Extracts from Daniel Defoe’s Account of London

Selected by Pat Rogers
Introduction and Contents

The City

Supposing now, the whole body of this vast building to be considered as one city, London, and not concerning myself or the reader with the distinction of its several jurisdictions; we shall then observe it only as divided into three, viz. the city, the Court, and the out-parts.

The city is the center of its commerce and wealth.

The Court of its gallantry and splendor.

The out-parts of its numbers and mechanicks; and in all these, no city in the world can equal it.

Between the Court and city, there is a constant communication of business to that degree, that nothing in the world can come up to it.

As the city is the center of business; there is the Custom-house, an article, which, as it brings in an immense revenue to the publick, so it cannot be removed from its place, all the vast import and export of goods being, of necessity, made there; nor can the merchants be removed, the river not admitting the ships to come any farther.

Here, also, is the Excise Office, the Navy Office, the Bank, and almost all the offices where those vast funds are fixed, in which so great a part of the nation are concerned, and on the security of which so many millions are advanced.

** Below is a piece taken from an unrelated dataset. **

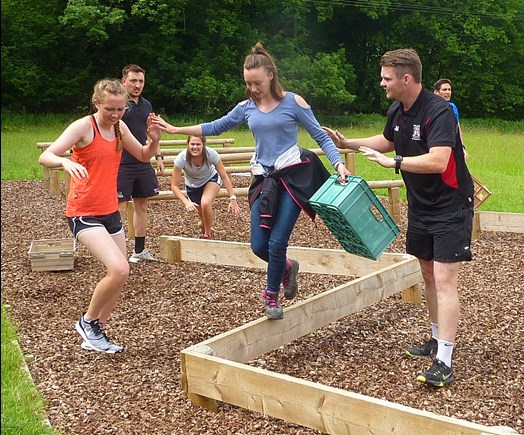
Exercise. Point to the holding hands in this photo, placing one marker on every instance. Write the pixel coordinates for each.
(337, 137)
(153, 130)
(163, 125)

Here are the South Sea Company, the East India Company, the Bank, the African Company, &c. whose stocks support that prodigious paper commerce, called Stock-Jobbing; a trade, which once bewitched the nation almost to its ruin, and which, tho’ reduced very much, and recovered from that terrible infatuation which once overspread the whole body of the people, yet is still a negotiation, which is so vast in its extent, that almost all the men of substance in England are more or less concerned in it, and the property of which is so very often alienated, that even the tax upon the transfers of stock, tho’ but five shillings for each transfer, brings many thousand pounds a year to the government; and some have said, that there is not less than a hundred millions of stock transferred forward or backward from one hand to another every year, and this is one thing which makes such a constant daily intercourse between the Court part of the town, and the city; and this is given as one of the principal causes of the prodigious conflux of the nobility and gentry from all parts of England to London, more than ever was known in former years, viz. That many thousands of families are so deeply concerned in those stocks, and find it so absolutely necessary to be at hand to take the advantage of buying and selling, as the sudden rise or fall of the price directs, and the loss they often sustain by their ignorance of things when absent, and the knavery of brokers and others, whom, in their absence, they are bound to trust, that they find themselves obliged to come up and live constantly here, or at least, most part of the year.

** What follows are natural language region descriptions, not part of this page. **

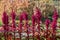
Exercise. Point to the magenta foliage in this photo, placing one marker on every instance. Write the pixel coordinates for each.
(13, 15)
(25, 15)
(5, 18)
(5, 21)
(21, 19)
(55, 15)
(33, 20)
(38, 13)
(47, 22)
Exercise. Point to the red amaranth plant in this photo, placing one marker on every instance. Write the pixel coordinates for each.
(33, 24)
(25, 17)
(5, 22)
(47, 22)
(13, 15)
(54, 23)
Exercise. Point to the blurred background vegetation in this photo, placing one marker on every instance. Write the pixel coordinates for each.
(46, 7)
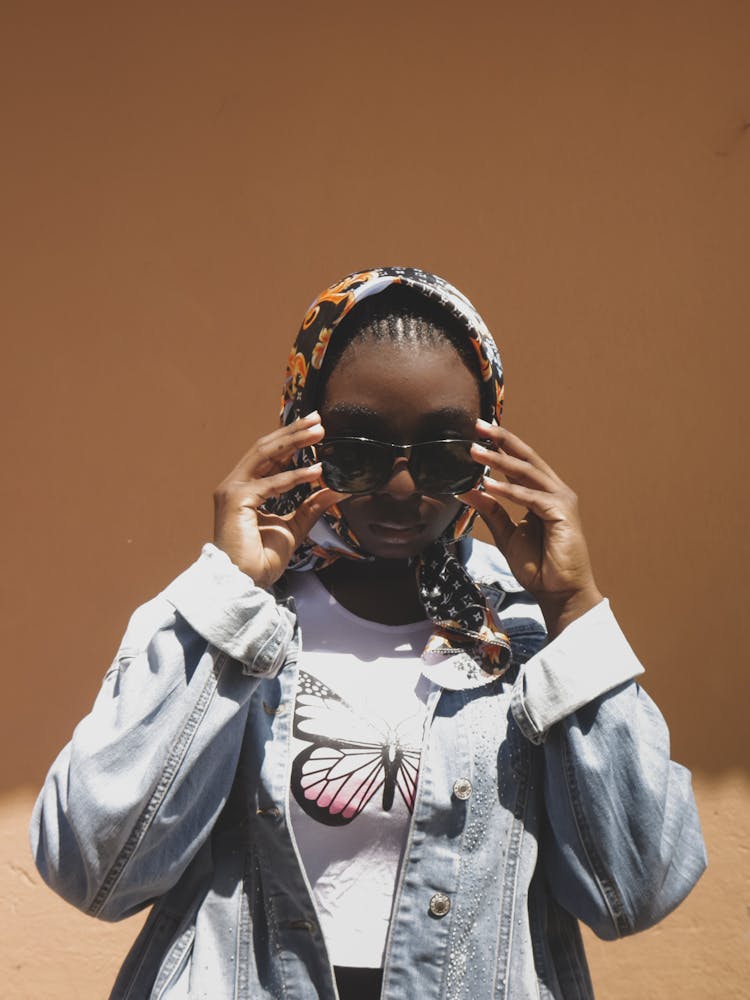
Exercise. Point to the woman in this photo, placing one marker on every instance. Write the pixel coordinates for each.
(412, 770)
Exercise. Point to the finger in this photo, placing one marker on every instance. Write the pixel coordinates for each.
(311, 509)
(272, 451)
(513, 445)
(547, 506)
(257, 491)
(517, 470)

This is the reason why, notwithstanding the encrease of new buildings, and the addition of new cities, as they may be called, every year to the old, yet a house is no sooner built, but ’tis tenanted and inhabited, and every part is crouded with people, and that not only in the town, but in all the towns and villages round, as shall be taken notice of in its place.

But let the citizens and inhabitants of London know, and it may be worth the reflection of some of the landlords, and builders especially, that if peace continues, and the publick affairs continue in honest and upright management, there is a time coming, at least the nation hopes for it, when the publick debts being reduced and paid off, the funds or taxes on which they are established, may cease, and so fifty or sixty millions of the stocks, which are now the solid bottom of the South-Sea Company, East-India Company, Bank, &c. will cease, and be no more; by which the reason of this conflux of people being removed, they will of course, and by the nature of the thing, return again to their country seats, to avoid the expensive living at London, as they did come up hither to share the extravagant gain of their former business here.

What will be the condition of this overgrown city in such a case, I must leave to time; but all those who know the temporary constitution of our funds, know this, 1. That even, if they are to spin out their own length, all those funds which were given for thirty-two years, have already run out one third, and some of them almost half the time, and that the rest will soon be gone: 2. That as in two years more, the Government which receives six per cent, and pays but five, and will then pay but four per cent, interest, will be able every year to be paying off and lessening the publick debt, ’till, in time, ’tis to be hoped, all our taxes may cease, and the ordinary revenue may, as it always used to do, again supply the ordinary expence of the government.

Then, I say, will be a time to expect the vast concourse of people to London, will separate again and disperse as naturally, as they have now crouded hither: What will be the fate then of all the fine buildings in the out parts, in such a case, let any one judge.